Mozione dei consiglieri Toppetti e Orta: «Iniziativa culturale nel luogo per eccellenza della formazione, le radici cristiane hanno plasmato la storia e l’identità italiane»

PESCARA – Un crocifisso in ogni aula di Pescara. È quanto chiede una mozione presentata dai consiglieri comunali di Futuro Nazionale, Valeria Toppetti e Cristian Orta. Il documento depositato in municipio, da discutere e votare nella prima seduta utile del consiglio, punta a impegnare sindaco e giunta a promuovere la presenza e l’esposizione del crocifisso in tutte le classi della città da settembre.

L’iniziativa, secondo Toppetti, è innanzitutto culturale: «Perché», sottolinea la consigliera, «la cultura cristiana fa parte della nostra stessa identità, ed è dunque importante promuovere la presenza del crocifisso nelle aule della città, per ricordare ai ragazzi i nostri valori, la nostra storia, la nostra evoluzione, la nostra radice cristiana e la nostra identità».

«Naturalmente sempre nel rispetto della normativa vigente e dell’autonomia scolastica», chiarisce Toppetti, ricordando che «la Costituzione della Repubblica italiana riconosce i principi di libertà religiosa e di laicità dello Stato, garantendo il rispetto di tutte le confessioni e della libertà di coscienza. Ma la laicità non implica la cancellazione dei simboli che appartengono alla storia, alla tradizione e alla cultura del popolo italiano».

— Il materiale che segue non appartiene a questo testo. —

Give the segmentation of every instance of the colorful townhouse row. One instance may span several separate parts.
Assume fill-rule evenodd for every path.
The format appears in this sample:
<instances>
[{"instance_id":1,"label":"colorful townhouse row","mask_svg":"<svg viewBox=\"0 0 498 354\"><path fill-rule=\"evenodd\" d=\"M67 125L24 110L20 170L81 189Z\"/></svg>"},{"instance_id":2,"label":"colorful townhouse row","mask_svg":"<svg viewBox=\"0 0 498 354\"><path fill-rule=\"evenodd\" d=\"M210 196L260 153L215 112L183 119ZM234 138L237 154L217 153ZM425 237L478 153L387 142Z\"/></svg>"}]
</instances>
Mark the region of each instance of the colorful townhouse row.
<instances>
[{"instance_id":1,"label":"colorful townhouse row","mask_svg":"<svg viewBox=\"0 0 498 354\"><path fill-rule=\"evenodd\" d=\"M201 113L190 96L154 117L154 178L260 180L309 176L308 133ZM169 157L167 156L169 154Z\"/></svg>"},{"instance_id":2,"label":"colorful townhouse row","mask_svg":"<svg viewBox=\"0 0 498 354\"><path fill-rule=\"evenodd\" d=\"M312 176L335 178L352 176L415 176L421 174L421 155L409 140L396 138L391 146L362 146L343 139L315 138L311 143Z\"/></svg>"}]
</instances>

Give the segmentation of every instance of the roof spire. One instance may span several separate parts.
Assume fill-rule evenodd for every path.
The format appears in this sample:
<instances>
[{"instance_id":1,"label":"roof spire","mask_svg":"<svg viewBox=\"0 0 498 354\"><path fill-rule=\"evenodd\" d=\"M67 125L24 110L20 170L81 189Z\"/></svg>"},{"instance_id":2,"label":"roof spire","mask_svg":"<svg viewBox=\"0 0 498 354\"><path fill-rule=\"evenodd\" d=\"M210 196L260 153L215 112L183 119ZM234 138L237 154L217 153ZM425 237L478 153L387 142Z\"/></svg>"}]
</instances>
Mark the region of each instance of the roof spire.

«Per il progetto politico di Futuro Nazionale», dice ancora Toppetti, «la promozione e la presenza del crocifisso nelle aule rappresenta un’assoluta priorità in termini di rispetto della cultura, della storia, delle radici e della formazione del nostro Paese. La scuola rappresenta il luogo per eccellenza della formazione civica, culturale ed educativa delle nuove generazioni: valorizzar radici storiche e culturali non significa discriminare chi professa altre fedi o non ne professa alcuna, ma semplicemente riconoscere il patrimonio storico che ha contribuito a plasmare l’identità nazionale. Un patrimonio culturale», conclude Toppetti, «profondamente influenzato dalla tradizione cristiana, che ha inciso sull’arte, sul diritto, sulla letteratura, sulle festività civili e religiose e su numerosi aspetti della vita sociale del Paese».